Son mariage est annoncé en septembre 1919 : cette fois-ci, c’est bien fini, l’évidence accable le couple. Adieu, pauvre fille ! écrit François Lanoizelez, mais il s’agit bien sûr de l’adieu à son propre fils[8].
Charles, le second fils, est mobilisé à la mi-janvier 1918 ; il est dirigé vers la région de Saint-Dizier. Les conditions de son départ – à peine incorporé, marche à pieds sac au dos pour gagner Mehun-sur-Yèvre (18 kilomètres), trajet interminable en train pour rejoindre son unité – motivent vraisemblablement la lettre qu’écrit son père, sous couvert du directeur de la Fonderie, au président du conseil lui-même sur les conditions déplorables dont on traite nos enfants[9].
Comme Charles souffre d’une jambe, il est rapidement déclaré inapte pour l’infanterie et est versé dans l’artillerie lourde, dans les tracteurs (216e d’artillerie de campagne). En mai à l’Échelon (Meuse), puis à Tahure (Marne), il part vers le front et sera en Picardie fin juillet. Il reçoit la croix de guerre fin octobre, est alors au 39e R.A.C.. C’est le soir du 10 novembre que, permissionnaire, il revient à l’improviste à Bourges, chez ses parents. Il sera démobilisé fin août 1919.

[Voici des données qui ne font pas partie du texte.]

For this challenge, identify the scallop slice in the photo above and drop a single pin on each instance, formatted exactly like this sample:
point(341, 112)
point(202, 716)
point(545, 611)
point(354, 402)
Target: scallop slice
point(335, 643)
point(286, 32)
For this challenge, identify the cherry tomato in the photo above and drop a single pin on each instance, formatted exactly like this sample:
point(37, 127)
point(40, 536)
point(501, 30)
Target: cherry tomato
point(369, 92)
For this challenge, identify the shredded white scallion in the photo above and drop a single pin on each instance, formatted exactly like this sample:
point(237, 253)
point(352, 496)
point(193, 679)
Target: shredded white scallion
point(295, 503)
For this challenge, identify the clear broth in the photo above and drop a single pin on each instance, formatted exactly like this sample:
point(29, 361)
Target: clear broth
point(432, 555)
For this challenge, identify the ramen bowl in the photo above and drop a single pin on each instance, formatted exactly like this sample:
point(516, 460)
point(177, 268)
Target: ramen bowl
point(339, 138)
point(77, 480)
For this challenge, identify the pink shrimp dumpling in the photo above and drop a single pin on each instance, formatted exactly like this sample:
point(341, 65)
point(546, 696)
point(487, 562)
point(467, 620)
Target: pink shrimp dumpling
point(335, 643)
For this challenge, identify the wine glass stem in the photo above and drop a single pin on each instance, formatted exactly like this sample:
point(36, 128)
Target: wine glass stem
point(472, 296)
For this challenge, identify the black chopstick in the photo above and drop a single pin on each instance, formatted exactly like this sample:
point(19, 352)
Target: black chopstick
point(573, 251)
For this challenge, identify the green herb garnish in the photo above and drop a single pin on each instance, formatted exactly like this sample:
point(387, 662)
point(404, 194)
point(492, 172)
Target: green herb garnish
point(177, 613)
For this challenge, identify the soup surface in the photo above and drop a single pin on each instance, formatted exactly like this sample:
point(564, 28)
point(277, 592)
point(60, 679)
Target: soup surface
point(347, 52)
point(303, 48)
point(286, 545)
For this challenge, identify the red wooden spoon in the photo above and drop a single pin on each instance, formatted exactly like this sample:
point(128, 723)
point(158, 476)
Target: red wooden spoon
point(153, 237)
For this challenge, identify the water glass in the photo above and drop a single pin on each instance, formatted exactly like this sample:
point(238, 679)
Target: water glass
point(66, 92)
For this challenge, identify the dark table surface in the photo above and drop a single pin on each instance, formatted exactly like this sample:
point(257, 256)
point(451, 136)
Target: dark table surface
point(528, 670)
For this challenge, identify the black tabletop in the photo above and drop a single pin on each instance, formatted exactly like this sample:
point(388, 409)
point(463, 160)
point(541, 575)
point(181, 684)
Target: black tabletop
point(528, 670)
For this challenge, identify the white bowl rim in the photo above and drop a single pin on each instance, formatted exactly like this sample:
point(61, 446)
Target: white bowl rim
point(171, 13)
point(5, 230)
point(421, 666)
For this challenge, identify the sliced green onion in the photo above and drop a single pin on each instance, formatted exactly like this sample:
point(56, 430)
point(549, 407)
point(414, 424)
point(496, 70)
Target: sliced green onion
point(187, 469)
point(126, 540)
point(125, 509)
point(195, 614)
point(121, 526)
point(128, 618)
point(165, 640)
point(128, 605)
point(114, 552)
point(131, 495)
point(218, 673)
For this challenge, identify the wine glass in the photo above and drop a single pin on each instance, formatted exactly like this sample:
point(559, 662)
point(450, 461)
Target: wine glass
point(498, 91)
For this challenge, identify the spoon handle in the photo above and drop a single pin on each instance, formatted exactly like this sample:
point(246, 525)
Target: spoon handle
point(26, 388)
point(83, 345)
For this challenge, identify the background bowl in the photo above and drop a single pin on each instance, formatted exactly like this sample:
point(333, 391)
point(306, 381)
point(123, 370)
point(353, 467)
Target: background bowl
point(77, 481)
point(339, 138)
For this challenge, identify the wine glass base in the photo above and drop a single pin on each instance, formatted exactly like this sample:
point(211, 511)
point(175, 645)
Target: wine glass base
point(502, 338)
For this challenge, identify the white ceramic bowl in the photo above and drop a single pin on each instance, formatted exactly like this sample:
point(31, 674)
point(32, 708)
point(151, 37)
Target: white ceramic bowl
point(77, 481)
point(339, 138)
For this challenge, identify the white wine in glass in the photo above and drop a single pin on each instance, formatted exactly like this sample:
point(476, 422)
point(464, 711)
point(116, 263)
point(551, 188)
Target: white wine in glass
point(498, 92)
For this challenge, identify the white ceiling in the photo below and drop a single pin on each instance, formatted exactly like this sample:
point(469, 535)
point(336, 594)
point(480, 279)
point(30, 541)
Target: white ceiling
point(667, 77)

LA GUERRE, ENJEU PROFESSIONNEL
C’est en 1860 qu’en raison de la position stratégique de Bourges, ville éloignée des frontières, est prise la décision d’y implanter les Établissements militaires, avec une fonderie de canons et une fabrique d’explosifs. Cette vocation est confirmée après la défaite de 1870 ; au début du XXe siècle, on parle de « l’ABS » (Atelier de construction de Bourges). Vers 1870, venant de Metz, est implantée l’École de Pyrotechnie (la « Pyro »).
Pendant la première guerre, le personnel augmente notablement dans les fabriques de canons et d’obus de Bourges : d’un peu plus de 4.000 en 1914, il s’élève à 25.000 (dont 5.200 femmes) à la fin du conflit[10]. « À l’ABS, on édifie à la hâte des ateliers d’usinage, des quais et même une usine d’alimentation en eau ; les surfaces occupées sont multipliées par trois (par cinq à la Pyrotechnie). L’électricité est fournie par l’usine de Mazières.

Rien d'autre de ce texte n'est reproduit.